Valetta Brinson’s voice is a masterful instrument in itself. Sometimes her voice soars with a wild quality and at other times it obeys a monastic, psalm-like chant. She gives life to Simmonds’ music that allows us to hear the poetry more deeply.
Andre Lambertson’s images, like the one above, add visual texture to this project. His photographs reveal the humanity and the dignity of his subjects. He zeroes in on a boy’s hands, a woman’s hesitant eyes, the sky about to unleash rain on a ruined city. His photographs show balance and color and depth but most importantly, they show people. While his images are visual, they “give voice” too, in an authentic and moving way. There is something about hearing poetry, its words dancing above music, perhaps the gentle melody of a piano, and seeing a husband’s eyes looking at his own wife in admiration and wonder. Andre Lambertson gives these suffering people a voice, showing the myth of “us vs them.” They might be in a situation I’ve never experienced, but the expressions he photographs look like expressions from my own family and my own life.

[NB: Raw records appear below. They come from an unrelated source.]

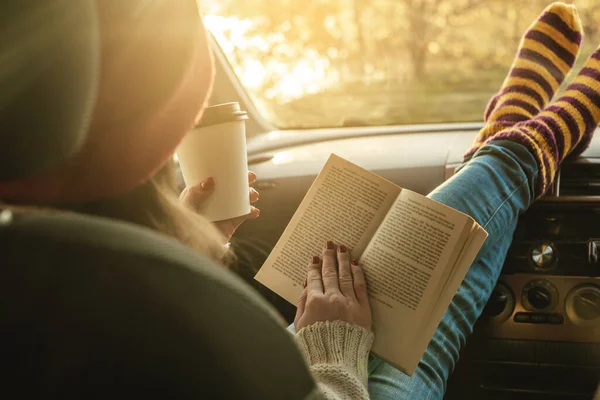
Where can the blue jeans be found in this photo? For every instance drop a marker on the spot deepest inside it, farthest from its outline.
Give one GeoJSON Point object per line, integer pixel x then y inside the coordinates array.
{"type": "Point", "coordinates": [494, 187]}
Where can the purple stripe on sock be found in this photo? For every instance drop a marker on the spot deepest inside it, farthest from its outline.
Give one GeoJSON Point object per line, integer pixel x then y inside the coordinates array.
{"type": "Point", "coordinates": [590, 73]}
{"type": "Point", "coordinates": [520, 135]}
{"type": "Point", "coordinates": [588, 118]}
{"type": "Point", "coordinates": [538, 58]}
{"type": "Point", "coordinates": [491, 106]}
{"type": "Point", "coordinates": [533, 76]}
{"type": "Point", "coordinates": [552, 45]}
{"type": "Point", "coordinates": [554, 20]}
{"type": "Point", "coordinates": [518, 103]}
{"type": "Point", "coordinates": [559, 135]}
{"type": "Point", "coordinates": [541, 129]}
{"type": "Point", "coordinates": [526, 90]}
{"type": "Point", "coordinates": [569, 120]}
{"type": "Point", "coordinates": [511, 119]}
{"type": "Point", "coordinates": [587, 91]}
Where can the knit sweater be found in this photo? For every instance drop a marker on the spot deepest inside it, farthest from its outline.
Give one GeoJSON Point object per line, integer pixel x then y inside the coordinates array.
{"type": "Point", "coordinates": [337, 354]}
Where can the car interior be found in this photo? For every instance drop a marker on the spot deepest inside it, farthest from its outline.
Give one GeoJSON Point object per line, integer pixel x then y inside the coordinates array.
{"type": "Point", "coordinates": [539, 335]}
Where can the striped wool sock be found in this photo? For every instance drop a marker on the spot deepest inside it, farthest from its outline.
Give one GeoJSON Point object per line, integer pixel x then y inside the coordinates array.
{"type": "Point", "coordinates": [546, 54]}
{"type": "Point", "coordinates": [563, 129]}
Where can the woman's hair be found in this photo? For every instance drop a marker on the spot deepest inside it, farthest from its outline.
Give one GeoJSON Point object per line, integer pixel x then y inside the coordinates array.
{"type": "Point", "coordinates": [155, 204]}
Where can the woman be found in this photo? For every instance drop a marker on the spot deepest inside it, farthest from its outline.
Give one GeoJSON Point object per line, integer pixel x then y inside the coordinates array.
{"type": "Point", "coordinates": [511, 164]}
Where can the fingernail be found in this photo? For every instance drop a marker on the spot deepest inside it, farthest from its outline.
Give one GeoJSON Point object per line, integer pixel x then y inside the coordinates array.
{"type": "Point", "coordinates": [207, 184]}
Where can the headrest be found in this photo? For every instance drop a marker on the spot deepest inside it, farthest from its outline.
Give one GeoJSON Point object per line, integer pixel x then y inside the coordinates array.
{"type": "Point", "coordinates": [48, 76]}
{"type": "Point", "coordinates": [155, 74]}
{"type": "Point", "coordinates": [94, 308]}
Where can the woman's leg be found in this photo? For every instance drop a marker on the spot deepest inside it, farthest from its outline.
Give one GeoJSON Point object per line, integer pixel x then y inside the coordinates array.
{"type": "Point", "coordinates": [516, 165]}
{"type": "Point", "coordinates": [495, 187]}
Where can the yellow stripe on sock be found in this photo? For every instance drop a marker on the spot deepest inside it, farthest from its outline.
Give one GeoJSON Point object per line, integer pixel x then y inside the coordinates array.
{"type": "Point", "coordinates": [557, 35]}
{"type": "Point", "coordinates": [561, 123]}
{"type": "Point", "coordinates": [575, 114]}
{"type": "Point", "coordinates": [529, 83]}
{"type": "Point", "coordinates": [543, 72]}
{"type": "Point", "coordinates": [591, 63]}
{"type": "Point", "coordinates": [539, 154]}
{"type": "Point", "coordinates": [583, 99]}
{"type": "Point", "coordinates": [540, 48]}
{"type": "Point", "coordinates": [509, 110]}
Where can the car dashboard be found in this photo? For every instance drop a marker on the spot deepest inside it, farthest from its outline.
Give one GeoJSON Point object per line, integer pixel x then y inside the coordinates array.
{"type": "Point", "coordinates": [539, 336]}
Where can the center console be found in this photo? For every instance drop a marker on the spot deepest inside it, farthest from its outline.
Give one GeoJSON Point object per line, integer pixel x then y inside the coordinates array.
{"type": "Point", "coordinates": [539, 335]}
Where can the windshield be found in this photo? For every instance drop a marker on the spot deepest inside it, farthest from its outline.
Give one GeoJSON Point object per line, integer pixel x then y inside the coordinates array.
{"type": "Point", "coordinates": [329, 63]}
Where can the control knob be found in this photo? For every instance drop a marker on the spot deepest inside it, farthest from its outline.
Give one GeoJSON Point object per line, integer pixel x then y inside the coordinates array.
{"type": "Point", "coordinates": [543, 256]}
{"type": "Point", "coordinates": [583, 305]}
{"type": "Point", "coordinates": [501, 303]}
{"type": "Point", "coordinates": [539, 295]}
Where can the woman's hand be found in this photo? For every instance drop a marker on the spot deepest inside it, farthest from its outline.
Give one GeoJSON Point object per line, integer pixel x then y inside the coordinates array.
{"type": "Point", "coordinates": [335, 289]}
{"type": "Point", "coordinates": [195, 195]}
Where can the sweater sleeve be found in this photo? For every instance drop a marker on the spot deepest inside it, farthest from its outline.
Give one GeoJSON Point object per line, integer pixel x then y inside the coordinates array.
{"type": "Point", "coordinates": [337, 354]}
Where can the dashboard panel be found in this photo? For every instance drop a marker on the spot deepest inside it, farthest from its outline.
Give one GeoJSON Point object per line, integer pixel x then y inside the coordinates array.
{"type": "Point", "coordinates": [513, 361]}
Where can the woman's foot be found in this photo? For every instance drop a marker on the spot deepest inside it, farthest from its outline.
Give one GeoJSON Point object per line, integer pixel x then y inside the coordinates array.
{"type": "Point", "coordinates": [546, 54]}
{"type": "Point", "coordinates": [564, 128]}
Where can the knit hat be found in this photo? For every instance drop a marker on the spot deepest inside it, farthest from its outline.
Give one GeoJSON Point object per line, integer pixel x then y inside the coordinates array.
{"type": "Point", "coordinates": [155, 74]}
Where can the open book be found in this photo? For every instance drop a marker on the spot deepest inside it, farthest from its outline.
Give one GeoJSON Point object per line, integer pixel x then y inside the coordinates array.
{"type": "Point", "coordinates": [415, 252]}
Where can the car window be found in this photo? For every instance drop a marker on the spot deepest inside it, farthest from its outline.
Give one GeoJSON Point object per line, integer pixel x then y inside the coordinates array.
{"type": "Point", "coordinates": [329, 63]}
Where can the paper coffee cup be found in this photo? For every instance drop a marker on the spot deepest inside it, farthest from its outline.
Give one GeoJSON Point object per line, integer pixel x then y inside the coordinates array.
{"type": "Point", "coordinates": [216, 148]}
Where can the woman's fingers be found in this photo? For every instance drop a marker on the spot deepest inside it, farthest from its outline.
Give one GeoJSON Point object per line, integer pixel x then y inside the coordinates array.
{"type": "Point", "coordinates": [314, 280]}
{"type": "Point", "coordinates": [330, 276]}
{"type": "Point", "coordinates": [254, 196]}
{"type": "Point", "coordinates": [195, 195]}
{"type": "Point", "coordinates": [301, 305]}
{"type": "Point", "coordinates": [345, 274]}
{"type": "Point", "coordinates": [360, 285]}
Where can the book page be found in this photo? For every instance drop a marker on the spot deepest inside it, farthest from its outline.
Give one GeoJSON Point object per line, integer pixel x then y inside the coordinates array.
{"type": "Point", "coordinates": [345, 204]}
{"type": "Point", "coordinates": [415, 247]}
{"type": "Point", "coordinates": [447, 293]}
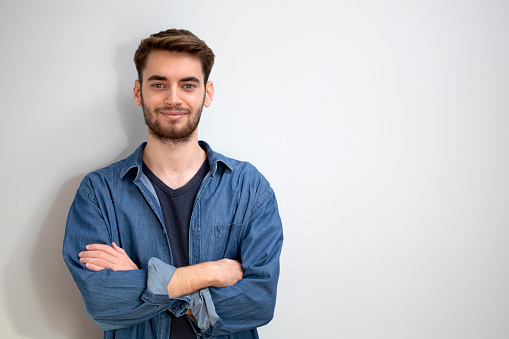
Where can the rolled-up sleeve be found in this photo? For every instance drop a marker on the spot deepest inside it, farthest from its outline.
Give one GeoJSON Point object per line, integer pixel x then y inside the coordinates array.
{"type": "Point", "coordinates": [251, 302]}
{"type": "Point", "coordinates": [114, 299]}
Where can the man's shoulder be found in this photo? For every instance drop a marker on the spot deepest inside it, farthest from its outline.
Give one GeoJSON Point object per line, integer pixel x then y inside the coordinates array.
{"type": "Point", "coordinates": [115, 171]}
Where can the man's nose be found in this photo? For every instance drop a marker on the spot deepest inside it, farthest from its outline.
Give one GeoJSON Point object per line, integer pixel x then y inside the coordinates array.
{"type": "Point", "coordinates": [173, 97]}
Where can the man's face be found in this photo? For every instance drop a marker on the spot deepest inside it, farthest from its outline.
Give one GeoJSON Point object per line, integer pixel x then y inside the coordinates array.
{"type": "Point", "coordinates": [172, 95]}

I felt a good sadness after experiencing “Voices of Haiti.” One can’t observe human suffering without something of sadness. But I also felt an overwhelming wideness, a breadth. I felt alive and connected to the people around me, to the people of Haiti I’d just watched and heard, to the artists who gave us such a rich opportunity, and to the wider world, of which we are all just a part.